Any new extension needs new controller support. Also, it should not be hard to make bundles available on earlier OpenFlow versions as an extension, if that is desirable. At least there would be a path for getting rid of the extension by (eventually) moving to OpenFlow 1.4.

> 2. The OVS bundle implementation does not cover groups and meters (yet). Our proposal covers all flow state.
> 

As said, I’d rather see a contribution that adds the groups and meters support to OpenFlow bundles, rather than adding another non-standard extension for doing essentially the same thing.

> 3. Memory to store millions of bundled OFP messages may well be significant even on typical compute nodes running OVS.
> 

You don’t actually have to start from scratch. Bundles can be used to change only the flows (and hopefully meters and groups) that need to be modified.

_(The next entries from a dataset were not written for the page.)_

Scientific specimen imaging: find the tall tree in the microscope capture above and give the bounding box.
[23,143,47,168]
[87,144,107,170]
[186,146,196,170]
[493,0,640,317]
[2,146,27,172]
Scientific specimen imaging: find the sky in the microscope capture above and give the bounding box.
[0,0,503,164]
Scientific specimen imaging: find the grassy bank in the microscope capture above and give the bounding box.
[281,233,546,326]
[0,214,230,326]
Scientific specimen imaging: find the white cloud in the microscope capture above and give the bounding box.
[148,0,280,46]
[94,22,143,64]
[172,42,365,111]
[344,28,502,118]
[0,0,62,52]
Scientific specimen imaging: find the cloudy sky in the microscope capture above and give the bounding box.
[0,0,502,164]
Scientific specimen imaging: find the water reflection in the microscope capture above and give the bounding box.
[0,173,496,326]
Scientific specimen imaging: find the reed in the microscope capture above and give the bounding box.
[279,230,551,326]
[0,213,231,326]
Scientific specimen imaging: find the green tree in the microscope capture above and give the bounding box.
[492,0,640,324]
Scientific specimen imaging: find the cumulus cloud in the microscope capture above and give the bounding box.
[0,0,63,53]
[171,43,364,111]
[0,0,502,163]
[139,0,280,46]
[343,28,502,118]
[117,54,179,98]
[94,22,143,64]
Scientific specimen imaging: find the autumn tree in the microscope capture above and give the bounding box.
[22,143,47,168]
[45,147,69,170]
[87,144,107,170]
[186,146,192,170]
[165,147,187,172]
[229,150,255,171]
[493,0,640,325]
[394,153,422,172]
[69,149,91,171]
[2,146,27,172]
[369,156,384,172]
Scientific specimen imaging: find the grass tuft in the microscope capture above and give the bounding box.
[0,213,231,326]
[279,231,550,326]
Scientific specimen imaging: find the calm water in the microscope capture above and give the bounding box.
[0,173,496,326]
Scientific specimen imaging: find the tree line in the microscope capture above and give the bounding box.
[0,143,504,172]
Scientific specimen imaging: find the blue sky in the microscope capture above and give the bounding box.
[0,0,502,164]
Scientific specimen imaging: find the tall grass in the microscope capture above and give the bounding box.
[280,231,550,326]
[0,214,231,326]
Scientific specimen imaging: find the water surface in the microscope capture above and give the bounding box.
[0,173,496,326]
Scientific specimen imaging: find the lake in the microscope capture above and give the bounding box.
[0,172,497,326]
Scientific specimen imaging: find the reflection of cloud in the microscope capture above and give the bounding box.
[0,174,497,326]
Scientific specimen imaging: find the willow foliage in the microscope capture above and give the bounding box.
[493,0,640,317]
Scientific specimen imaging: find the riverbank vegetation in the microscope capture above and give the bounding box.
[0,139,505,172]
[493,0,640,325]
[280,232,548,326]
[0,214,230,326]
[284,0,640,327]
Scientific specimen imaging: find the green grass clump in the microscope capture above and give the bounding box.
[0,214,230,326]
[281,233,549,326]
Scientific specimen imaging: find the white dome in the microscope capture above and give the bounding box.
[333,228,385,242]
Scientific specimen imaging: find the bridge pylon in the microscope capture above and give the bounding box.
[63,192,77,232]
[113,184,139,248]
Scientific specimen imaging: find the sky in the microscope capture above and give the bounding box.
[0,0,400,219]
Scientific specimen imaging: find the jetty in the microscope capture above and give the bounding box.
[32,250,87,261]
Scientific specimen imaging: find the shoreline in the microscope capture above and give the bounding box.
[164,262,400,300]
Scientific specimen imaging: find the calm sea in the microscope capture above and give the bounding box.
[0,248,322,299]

A simple “ovs-ofctl —bundle replace-flows” command does that already (but not for meters and groups yet).

> 4. How quickly can OVS install a million of bundled flow_mod messages after commit?  It appears that the main ofproto_mutex is locked all the time. In our proposal all fresh flow state is installed immediately at reception. The cleanup of stale flow state after a resync_fisnih command can be handled by a background walker thread. No locking required.
> 

See above for the “millions”. I recall that we already postpone cleanup of stale state to be done outside of the commit locking. Maybe the current code could be improved in releasing memory for the bundled messages as soon as the new flow entry has been added, so that at most there would be two copies of each rule (the old flow table entry and the new bundle message, or the old and the new flow table entries).

Also, maybe there are ways of decoupling the version number bump from the bundle commit, locking wise. Any parallel table changes should be made to take an effect in future versions after the bundle has been committed. We’d have to decide how to treat conflicting flow mods, though, e.g., if a flow entry is added in the tail end of a bundle (version n + 1), and a concurrent flow mod deletes the same flow (version n + 2), but the flow did not exist at the time of the delete. Then in the version n + 2 the flow added by the bundle would still exist. On the other hand, if concurrent changes are not an issue, then why would holding ofproto_mutex be an issue?

> 5. During transmission of a "resync bundle" (delete all, download all state) a controller would have to either buffer new flow/group/meter mods or insert them into the bundle. Both requires additional controller logic. In our proposal insertion/modification/removal of flows/groups/meters can happen asynchronously and almost fully uncoordinated with the resync download, allowing a cleaner decoupling in the controller between applications generating flow state and the generic switch handler function (e.g. FRM in ODL).
> 

I don’t know enough of FRM or ODL to have a comment here. Are you saying that ODL would have some fundamental difficulty in implementing the controller side of OpenFlow bundles? Adding an OpenFlow message to a bundle is fundamentally not hard, as the whole OpenFlow message is encapsulated. Yes, some additional logic is needed, but it should not be that hard to implement. I know that this may not be a fair comparison, but adding bundle support to ovs-ofctl was not that difficult (see commit db5076eee).